Monday, January 24, 2011

Ongoing struggle

I have an ongoing struggle with my weight.  There!  I've said it.  For years now I have been on and off a diet so many times it makes my head spin.  I love to eat, but hate the result.


As a child I was a very active swimmer and could eat whatever and whenever I wanted.  I should mention that I have always felt like I was fat and never once felt like I looked good. However, looking back I know differently.  I have never binged on food or liquor.  I feel like I am a pretty controlled eater for the most part.  So, how did I get to where I am now?  I think it's a combination of stress, lack of time and convenience.  It is so much easier to go through the Wendy's drive thru then to go home and spend 30 minutes making something to eat. 

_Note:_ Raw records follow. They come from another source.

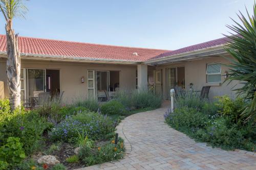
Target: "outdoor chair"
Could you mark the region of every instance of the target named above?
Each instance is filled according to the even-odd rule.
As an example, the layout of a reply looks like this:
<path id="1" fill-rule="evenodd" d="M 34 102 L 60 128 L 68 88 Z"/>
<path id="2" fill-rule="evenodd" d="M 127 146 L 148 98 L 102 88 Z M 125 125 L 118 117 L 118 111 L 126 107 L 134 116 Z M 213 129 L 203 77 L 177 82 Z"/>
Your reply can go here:
<path id="1" fill-rule="evenodd" d="M 203 86 L 202 87 L 202 90 L 201 90 L 200 98 L 202 99 L 208 99 L 209 100 L 209 91 L 210 90 L 210 86 Z"/>
<path id="2" fill-rule="evenodd" d="M 174 90 L 175 91 L 175 96 L 178 97 L 180 95 L 184 95 L 185 94 L 185 90 L 181 86 L 174 87 Z"/>
<path id="3" fill-rule="evenodd" d="M 60 92 L 60 93 L 59 94 L 59 101 L 60 102 L 61 102 L 62 100 L 62 96 L 63 96 L 63 93 L 64 93 L 64 92 L 65 91 L 62 91 Z"/>
<path id="4" fill-rule="evenodd" d="M 44 102 L 47 102 L 51 99 L 50 92 L 43 92 L 38 94 L 38 105 L 41 105 Z"/>
<path id="5" fill-rule="evenodd" d="M 108 91 L 106 90 L 104 90 L 104 92 L 105 93 L 105 94 L 106 95 L 106 101 L 110 101 L 111 100 L 111 99 L 110 99 L 110 95 L 109 95 Z"/>

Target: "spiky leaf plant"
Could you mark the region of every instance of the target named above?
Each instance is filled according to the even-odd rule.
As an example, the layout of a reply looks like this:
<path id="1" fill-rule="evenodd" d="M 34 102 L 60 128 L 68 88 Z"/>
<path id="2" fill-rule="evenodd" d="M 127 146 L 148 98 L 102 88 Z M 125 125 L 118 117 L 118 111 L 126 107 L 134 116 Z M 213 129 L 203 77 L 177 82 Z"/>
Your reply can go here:
<path id="1" fill-rule="evenodd" d="M 246 120 L 256 120 L 256 4 L 253 15 L 250 16 L 246 9 L 248 19 L 240 12 L 238 14 L 241 24 L 233 20 L 235 25 L 227 26 L 234 33 L 231 33 L 227 44 L 227 52 L 233 57 L 228 65 L 230 69 L 228 80 L 238 80 L 243 86 L 237 89 L 239 94 L 244 94 L 248 104 L 241 109 Z"/>

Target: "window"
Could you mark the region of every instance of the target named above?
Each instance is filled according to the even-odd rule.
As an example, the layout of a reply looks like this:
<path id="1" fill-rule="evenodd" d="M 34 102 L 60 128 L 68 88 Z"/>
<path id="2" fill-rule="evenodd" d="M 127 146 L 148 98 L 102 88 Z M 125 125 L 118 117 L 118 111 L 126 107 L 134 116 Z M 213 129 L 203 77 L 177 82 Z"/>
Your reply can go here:
<path id="1" fill-rule="evenodd" d="M 207 83 L 221 82 L 221 64 L 207 64 L 206 76 Z"/>
<path id="2" fill-rule="evenodd" d="M 27 79 L 26 69 L 20 68 L 20 99 L 22 102 L 27 101 Z"/>

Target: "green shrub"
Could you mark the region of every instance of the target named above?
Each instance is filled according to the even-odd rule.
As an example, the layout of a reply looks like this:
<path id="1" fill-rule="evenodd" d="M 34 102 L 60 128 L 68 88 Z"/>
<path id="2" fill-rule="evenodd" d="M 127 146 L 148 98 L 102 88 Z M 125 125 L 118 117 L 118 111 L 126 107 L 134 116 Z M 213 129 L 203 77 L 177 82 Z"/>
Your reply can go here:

I have rejoined Weight Watchers, for probably the ten millionth time.  However, this time feels different.  I am exploring my feelings and figuring out WHY I eat out, or WHY I feel the need for snacks.  Each day I am picking one good thing I have done, instead of the things I could have done better.   For example, I had to take my kids to a birthday party on Saturday and instead of having a whole piece of cake I cut myself a piece the size of my thumb.  It was literally three bites, small ones at that, but it gave me the satisfaction of allowing myself the cake while not completely ruining my diet.  I have also figured out that I go out to eat at restaurants, not for the food, but for the socialization with friends.  I noticed that when I am out with friends I don't even pay attention to what I am eating, so why not eat healthy.  If I'm not going to pay attention to it anyway then I should eat the things I know are better for me.  All this has resulted in an 11 pound loss since Jan. 1.  I am very proud of myself and hope to continue this path I am on!

2 comments:

NikkiB said...

Can I just say that I TOTALLY am with you on everything you just said!!! I'm going through so much of the same stuff and have developed a new relationship with my own body. Make better choices and workout as much as I can. Keep going. Don't get mad at the cookie, it didn't do anything to make me eat it. Just keep going. Oh, and I'm totally jealous of 11 pounds... my scale is stuck, but my body is finally changing for the better! Love ya!

Colleen said...

I hear you Nikki! I was going to start back to the gym today, but with my back the way it is I have to prolong that some more. You are building muscle which is good in the long run. The weight will follow eventually. But you know what? It's really all about how you feel and how your clothes fit, right? You rock and I love you too!